HOME > 枕草子 > 枕草子(299段) 雪のいと高う降りたるを 品詞分解と現代語訳

枕草子(299段) 雪のいと高う降りたるを 品詞分解と現代語訳

Sponsored Links
 今回は、「枕草子 雪のいと高う降りたるを(香炉峰の雪)」の原文・現代語訳(口語訳)・品詞分解(文法的説明)・語句の意味・文法解説・敬語(敬意の方向)・係り結び・鑑賞・おすすめ書籍などについて紹介します。


 「枕草子(まくらのそうし) 雪のいと高う降りたるを 299段(全282段)(能278段)」(清少納言)
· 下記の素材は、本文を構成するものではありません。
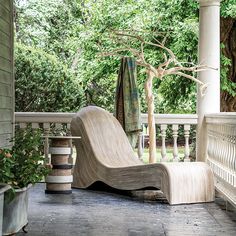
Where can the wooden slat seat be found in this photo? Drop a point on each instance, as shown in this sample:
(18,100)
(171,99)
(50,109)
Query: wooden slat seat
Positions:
(104,154)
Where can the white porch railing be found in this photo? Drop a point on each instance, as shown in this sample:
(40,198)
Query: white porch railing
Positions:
(221,152)
(46,121)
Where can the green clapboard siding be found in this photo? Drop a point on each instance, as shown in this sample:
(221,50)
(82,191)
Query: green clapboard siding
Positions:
(7,4)
(5,114)
(4,14)
(4,26)
(5,102)
(5,64)
(5,77)
(5,39)
(5,90)
(6,73)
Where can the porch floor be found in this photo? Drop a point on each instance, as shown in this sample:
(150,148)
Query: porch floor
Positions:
(95,213)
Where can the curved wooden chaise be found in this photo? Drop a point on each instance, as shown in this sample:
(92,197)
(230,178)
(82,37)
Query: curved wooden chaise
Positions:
(104,154)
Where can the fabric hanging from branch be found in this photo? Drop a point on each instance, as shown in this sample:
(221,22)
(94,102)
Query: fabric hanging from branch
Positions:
(127,106)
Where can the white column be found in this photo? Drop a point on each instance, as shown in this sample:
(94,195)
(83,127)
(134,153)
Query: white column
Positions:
(209,54)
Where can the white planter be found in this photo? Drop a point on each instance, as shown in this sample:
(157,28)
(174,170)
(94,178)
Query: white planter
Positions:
(15,213)
(3,188)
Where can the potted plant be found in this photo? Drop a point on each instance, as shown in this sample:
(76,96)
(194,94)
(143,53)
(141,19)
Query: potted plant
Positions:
(20,167)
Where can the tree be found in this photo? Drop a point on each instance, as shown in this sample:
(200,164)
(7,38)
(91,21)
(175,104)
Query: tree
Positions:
(43,83)
(169,66)
(72,29)
(228,40)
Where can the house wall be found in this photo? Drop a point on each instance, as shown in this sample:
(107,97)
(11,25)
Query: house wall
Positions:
(6,72)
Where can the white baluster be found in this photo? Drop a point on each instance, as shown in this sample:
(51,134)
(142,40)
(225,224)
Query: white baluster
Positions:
(175,146)
(186,149)
(163,143)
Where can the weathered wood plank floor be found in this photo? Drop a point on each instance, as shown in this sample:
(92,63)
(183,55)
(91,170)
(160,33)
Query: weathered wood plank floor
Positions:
(87,212)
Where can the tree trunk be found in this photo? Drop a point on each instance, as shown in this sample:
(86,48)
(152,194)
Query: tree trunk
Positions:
(151,119)
(228,37)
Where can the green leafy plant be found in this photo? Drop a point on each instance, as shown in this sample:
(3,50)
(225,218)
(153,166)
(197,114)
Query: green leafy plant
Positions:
(23,164)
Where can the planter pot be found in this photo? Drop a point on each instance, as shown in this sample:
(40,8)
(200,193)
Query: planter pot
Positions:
(15,212)
(3,188)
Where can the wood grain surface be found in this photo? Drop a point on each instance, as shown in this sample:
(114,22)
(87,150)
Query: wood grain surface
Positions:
(104,154)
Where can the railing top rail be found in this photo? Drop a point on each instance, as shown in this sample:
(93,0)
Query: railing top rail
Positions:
(172,118)
(43,117)
(221,118)
(63,117)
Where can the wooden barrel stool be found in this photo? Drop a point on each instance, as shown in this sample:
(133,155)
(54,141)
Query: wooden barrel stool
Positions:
(60,179)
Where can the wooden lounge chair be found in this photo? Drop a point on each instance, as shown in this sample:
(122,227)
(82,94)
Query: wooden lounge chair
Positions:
(104,154)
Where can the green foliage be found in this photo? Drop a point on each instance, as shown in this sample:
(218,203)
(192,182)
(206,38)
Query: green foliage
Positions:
(226,85)
(22,165)
(43,83)
(77,31)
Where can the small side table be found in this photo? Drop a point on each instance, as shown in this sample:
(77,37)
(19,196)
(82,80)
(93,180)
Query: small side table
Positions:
(60,179)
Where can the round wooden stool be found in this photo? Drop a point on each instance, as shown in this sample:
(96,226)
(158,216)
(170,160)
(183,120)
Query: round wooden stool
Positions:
(60,179)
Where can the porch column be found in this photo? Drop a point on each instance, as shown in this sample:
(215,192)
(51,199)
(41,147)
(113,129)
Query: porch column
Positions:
(209,54)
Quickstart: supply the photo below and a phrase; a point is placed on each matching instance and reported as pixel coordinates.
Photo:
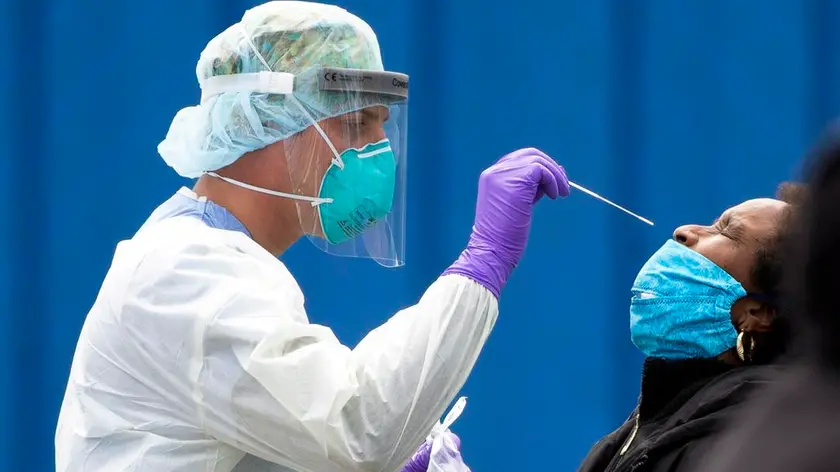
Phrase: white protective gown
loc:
(198, 356)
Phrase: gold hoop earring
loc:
(739, 346)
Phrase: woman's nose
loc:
(687, 235)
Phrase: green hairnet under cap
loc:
(294, 37)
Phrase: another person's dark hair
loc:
(770, 264)
(814, 272)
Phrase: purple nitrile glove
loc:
(420, 461)
(507, 193)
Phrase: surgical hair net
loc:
(293, 37)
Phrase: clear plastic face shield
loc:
(354, 167)
(347, 173)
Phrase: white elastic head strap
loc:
(315, 201)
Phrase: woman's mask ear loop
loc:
(745, 346)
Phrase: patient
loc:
(704, 313)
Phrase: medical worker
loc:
(198, 354)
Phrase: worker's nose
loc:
(687, 235)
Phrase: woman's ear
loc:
(752, 315)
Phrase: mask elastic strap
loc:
(760, 297)
(337, 160)
(315, 201)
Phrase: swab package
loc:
(445, 456)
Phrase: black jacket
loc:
(682, 408)
(793, 427)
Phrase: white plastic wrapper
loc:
(445, 456)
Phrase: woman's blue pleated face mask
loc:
(681, 305)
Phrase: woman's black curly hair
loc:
(769, 267)
(812, 279)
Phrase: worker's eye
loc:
(354, 120)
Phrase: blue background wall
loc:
(676, 109)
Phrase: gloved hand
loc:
(420, 461)
(507, 192)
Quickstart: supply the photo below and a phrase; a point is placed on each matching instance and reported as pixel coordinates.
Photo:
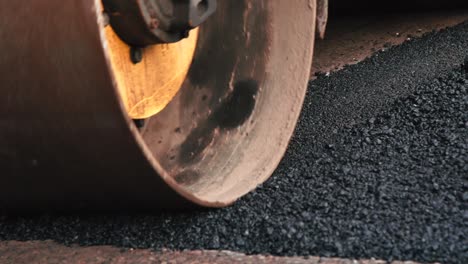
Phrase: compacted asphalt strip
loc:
(378, 168)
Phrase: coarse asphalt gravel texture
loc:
(378, 168)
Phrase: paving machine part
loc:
(124, 104)
(93, 120)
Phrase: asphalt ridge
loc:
(378, 168)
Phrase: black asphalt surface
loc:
(378, 168)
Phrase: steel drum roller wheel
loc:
(67, 141)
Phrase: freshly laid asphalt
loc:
(378, 168)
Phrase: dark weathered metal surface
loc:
(66, 143)
(142, 23)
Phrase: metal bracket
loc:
(146, 22)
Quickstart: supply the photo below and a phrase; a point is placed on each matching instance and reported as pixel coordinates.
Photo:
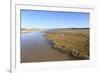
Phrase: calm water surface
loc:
(36, 48)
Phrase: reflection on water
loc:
(35, 48)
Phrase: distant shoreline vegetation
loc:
(73, 42)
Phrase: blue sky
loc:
(49, 19)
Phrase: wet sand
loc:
(36, 48)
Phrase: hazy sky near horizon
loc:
(49, 19)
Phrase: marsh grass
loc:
(74, 43)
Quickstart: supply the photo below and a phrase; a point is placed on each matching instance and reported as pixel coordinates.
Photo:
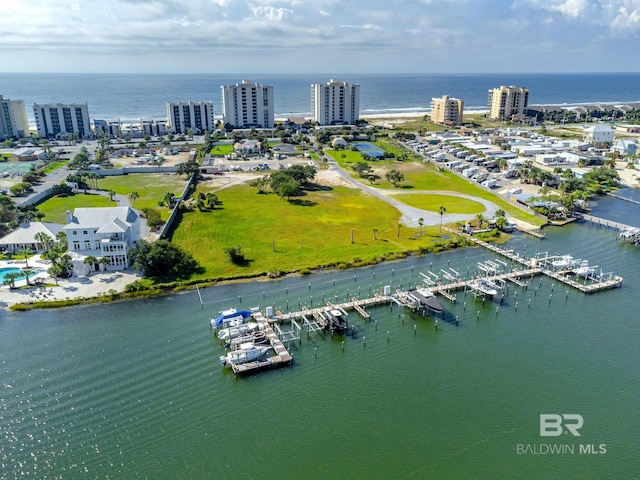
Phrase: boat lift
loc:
(451, 275)
(287, 336)
(430, 279)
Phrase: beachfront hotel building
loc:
(13, 119)
(58, 119)
(505, 102)
(194, 116)
(248, 105)
(335, 103)
(447, 111)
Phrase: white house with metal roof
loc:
(25, 237)
(108, 232)
(599, 134)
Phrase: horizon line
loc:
(321, 73)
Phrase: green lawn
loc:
(309, 231)
(54, 208)
(433, 202)
(221, 150)
(150, 186)
(419, 176)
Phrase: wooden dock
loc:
(601, 222)
(533, 233)
(620, 197)
(533, 269)
(282, 356)
(358, 308)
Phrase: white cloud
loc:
(616, 14)
(269, 13)
(409, 34)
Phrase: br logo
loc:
(554, 425)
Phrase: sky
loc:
(317, 36)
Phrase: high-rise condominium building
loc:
(335, 102)
(248, 105)
(194, 116)
(505, 102)
(56, 119)
(447, 110)
(13, 119)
 ※枕草子は伝本・注釈書によって章段の区切り方が違うことを常識として知っておいて下さい。
   代表的な「日本古典文学大系」の他に「日本古典全書 枕冊子」「能因本」の段数もカッコ内に示す。
   枕草子は作品名や冒頭の文章で検索しましょうね。段数で検索をすると損をしますよ。


<原文>

◇全文の「現代仮名遣い・発音・読み方(ひらがな)」は下記の別サイトからどうぞ。
《⇒現代仮名遣いサイトへ行く》

 雪のいと高う降りたるを、例ならず御格子(みかうし)まゐりて、炭櫃(すびつ)に火おこして、物語などして集まりさぶらふに、「少納言(せうなごん)よ、香炉峰(かうろほう)の雪、いかならむ」と仰せらるれ(おほせらるれ)ば、御格子あげさせて、御簾(みす)を高くあげたれば、笑はせたまふ。
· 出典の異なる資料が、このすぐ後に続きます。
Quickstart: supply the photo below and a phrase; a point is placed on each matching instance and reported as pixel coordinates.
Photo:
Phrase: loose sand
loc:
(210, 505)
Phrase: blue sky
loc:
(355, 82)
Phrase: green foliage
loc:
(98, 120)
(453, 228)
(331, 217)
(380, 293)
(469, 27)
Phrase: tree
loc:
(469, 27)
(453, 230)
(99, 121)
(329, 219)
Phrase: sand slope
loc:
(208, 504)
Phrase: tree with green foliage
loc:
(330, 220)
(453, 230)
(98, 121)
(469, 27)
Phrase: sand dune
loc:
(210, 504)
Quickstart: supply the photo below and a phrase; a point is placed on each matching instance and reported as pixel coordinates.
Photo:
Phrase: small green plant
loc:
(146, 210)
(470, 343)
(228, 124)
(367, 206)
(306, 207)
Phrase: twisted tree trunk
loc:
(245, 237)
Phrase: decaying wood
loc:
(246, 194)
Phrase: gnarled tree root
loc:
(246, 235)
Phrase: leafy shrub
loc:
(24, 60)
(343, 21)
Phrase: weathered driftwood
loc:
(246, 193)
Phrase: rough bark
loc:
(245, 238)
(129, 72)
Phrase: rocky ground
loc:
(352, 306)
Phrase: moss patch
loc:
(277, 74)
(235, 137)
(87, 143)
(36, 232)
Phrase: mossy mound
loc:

 人々も、「さることは知り、歌などにさへうたへど、思ひこそよらざりつれ。なほ、この宮の人には、さべきなめり」と言ふ。 


<現代語訳>

 雪がたいそう高く降り積もっているのに、いつもと違って御格子をお下ろしして、炭櫃に火をおこして、(女房たちが)世間話などをして集まって(中宮様の)おそばにお控え申し上げているときに、(中宮様が)「少納言よ、香炉峰の雪はどんなでしょう」とおっしゃるので、(女官に)御格子を上げさせて、(私が)御簾を高く上げたところ、(中宮様は満足そうに)お笑いになる。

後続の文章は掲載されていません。